Correlation measures the strength and direction of a linear relationship between two variables. Pearson’s r ranges from −1 (perfect negative) through 0 (no linear relationship) to +1 (perfect positive). It does not prove causation — only that the two variables move together in a predictable way.
Calculation logic
How the calculation works
Pearson’s r = Σ((x−x̄)(y−ȳ)) ÷ √(Σ(x−x̄)² × Σ(y−ȳ)²). The calculator standardises both variables, then computes the average product of their deviations from the mean. R-squared (r²) is the proportion of variation in one variable explained by the other.
Common mistakes
Watch-outs before using correlation
- Confusing correlation with causation — r tells you variables move together, not that one causes the other.
- Reporting r without R² — R² is the more useful number for explaining how much variation is shared.
- Using Pearson’s r on non-linear relationships — it only detects linear association.
- Drawing conclusions from very small samples (n < 20) — small samples produce unstable r values.
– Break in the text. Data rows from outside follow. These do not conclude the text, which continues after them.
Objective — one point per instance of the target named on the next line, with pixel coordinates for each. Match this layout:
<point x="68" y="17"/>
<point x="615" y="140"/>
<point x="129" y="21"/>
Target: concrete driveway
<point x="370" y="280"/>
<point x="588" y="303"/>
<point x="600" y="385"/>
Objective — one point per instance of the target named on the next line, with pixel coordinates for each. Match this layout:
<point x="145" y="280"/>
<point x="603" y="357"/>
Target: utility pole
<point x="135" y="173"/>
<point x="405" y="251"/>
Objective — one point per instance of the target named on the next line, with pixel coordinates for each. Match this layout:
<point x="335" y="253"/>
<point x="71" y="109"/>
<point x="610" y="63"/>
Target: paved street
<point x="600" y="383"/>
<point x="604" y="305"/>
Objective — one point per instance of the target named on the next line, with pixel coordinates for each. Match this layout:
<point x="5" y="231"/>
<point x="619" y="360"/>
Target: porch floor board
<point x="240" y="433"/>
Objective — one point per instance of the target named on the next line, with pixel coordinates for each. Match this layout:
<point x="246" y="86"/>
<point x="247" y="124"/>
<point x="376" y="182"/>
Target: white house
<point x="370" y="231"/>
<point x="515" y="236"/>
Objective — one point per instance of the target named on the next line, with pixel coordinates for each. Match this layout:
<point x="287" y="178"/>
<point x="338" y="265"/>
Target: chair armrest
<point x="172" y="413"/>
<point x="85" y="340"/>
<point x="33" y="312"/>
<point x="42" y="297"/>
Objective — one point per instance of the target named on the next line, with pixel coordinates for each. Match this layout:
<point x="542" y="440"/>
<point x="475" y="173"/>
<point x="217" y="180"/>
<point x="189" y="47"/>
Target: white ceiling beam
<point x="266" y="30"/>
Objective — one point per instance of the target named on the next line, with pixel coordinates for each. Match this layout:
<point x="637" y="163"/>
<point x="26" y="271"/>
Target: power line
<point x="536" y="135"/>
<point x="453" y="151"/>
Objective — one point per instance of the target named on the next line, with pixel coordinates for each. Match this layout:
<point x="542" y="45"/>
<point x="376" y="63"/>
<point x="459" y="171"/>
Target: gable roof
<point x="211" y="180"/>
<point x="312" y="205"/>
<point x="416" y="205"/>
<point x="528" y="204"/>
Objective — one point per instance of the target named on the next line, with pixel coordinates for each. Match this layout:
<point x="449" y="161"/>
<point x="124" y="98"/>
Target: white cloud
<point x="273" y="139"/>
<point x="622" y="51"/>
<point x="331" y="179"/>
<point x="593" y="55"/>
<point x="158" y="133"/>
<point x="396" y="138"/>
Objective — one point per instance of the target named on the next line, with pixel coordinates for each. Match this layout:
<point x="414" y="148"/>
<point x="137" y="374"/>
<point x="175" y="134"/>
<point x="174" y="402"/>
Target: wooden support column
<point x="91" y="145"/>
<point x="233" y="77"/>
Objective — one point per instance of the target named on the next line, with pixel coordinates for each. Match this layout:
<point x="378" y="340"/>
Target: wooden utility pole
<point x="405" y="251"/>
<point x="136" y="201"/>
- Ignoring outliers, which can either inflate or hide a real correlation.
What to do next
Turn the result into action
When r is strong, follow up with a Designed Experiment to confirm causation. When r is weak, save the effort and screen other variables. Always plot the scatter — the number can lie, the picture rarely does.
What does the correlation coefficient mean?
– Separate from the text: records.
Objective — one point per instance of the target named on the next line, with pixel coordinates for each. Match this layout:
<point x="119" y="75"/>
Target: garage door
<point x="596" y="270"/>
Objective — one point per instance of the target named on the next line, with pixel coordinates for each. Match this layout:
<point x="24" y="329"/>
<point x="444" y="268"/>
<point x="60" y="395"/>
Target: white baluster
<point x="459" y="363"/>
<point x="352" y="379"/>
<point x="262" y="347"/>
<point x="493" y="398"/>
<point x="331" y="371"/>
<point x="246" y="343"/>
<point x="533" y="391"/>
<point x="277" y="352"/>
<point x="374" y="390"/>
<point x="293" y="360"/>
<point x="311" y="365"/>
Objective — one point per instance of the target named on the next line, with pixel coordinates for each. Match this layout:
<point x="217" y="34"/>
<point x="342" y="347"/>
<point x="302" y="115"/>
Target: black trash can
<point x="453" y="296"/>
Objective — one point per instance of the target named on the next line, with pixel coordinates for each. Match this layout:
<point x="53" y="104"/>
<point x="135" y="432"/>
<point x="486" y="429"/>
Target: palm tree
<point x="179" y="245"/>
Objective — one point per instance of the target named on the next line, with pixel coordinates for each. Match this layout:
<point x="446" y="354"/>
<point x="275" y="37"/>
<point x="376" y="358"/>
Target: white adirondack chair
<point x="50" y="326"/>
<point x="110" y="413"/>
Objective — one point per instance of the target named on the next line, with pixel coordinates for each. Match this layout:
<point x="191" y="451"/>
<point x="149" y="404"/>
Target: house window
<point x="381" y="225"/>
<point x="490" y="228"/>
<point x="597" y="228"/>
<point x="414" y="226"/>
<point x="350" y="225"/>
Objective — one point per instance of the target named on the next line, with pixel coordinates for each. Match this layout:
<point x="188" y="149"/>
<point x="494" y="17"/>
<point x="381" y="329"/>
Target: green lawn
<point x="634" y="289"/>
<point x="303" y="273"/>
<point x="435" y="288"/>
It measures the strength and direction of a linear relationship between two variables. Values range from −1 (perfect negative) through 0 (no linear relationship) to +1 (perfect positive).
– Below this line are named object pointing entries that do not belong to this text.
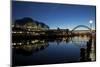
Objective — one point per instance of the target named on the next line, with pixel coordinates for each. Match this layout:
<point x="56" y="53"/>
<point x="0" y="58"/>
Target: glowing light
<point x="91" y="21"/>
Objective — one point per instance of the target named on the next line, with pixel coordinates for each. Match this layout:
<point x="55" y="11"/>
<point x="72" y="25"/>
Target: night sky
<point x="55" y="15"/>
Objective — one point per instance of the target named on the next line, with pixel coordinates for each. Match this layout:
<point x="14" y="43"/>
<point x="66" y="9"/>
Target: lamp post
<point x="91" y="21"/>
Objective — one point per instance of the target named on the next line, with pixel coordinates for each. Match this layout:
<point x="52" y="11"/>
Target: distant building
<point x="29" y="24"/>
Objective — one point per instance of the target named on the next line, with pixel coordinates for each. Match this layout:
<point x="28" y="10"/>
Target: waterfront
<point x="49" y="51"/>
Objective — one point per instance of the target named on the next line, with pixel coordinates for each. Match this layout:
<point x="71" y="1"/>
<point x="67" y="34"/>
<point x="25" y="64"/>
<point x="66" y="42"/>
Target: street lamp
<point x="91" y="21"/>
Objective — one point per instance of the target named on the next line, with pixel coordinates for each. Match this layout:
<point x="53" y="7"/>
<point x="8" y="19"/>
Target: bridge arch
<point x="81" y="26"/>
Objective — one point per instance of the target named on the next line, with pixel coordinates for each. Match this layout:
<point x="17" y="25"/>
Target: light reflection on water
<point x="46" y="51"/>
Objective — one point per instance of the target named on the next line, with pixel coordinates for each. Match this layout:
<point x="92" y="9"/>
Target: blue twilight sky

What is a strong correlation?
A common rule of thumb: |r| above 0.7 is strong, 0.4-0.7 is moderate, below 0.4 is weak. Context matters — in physics 0.95 is weak; in social science 0.4 is notable.
Does correlation imply causation?
No. Correlation only tells you two variables move together. Causation requires further evidence — typically a designed experiment that manipulates one variable and measures the effect on the other.
What is R-squared?
R² is the square of the correlation coefficient. It represents the proportion of variation in one variable that is explained by the other. R² = 0.61 means 61% of the variation is shared.
When should correlation not be used?
When the relationship is non-linear (use Spearman’s rank or transform the data), when the data is ordinal or categorical (use chi-square or rank methods), or when the sample is too small (n < 20).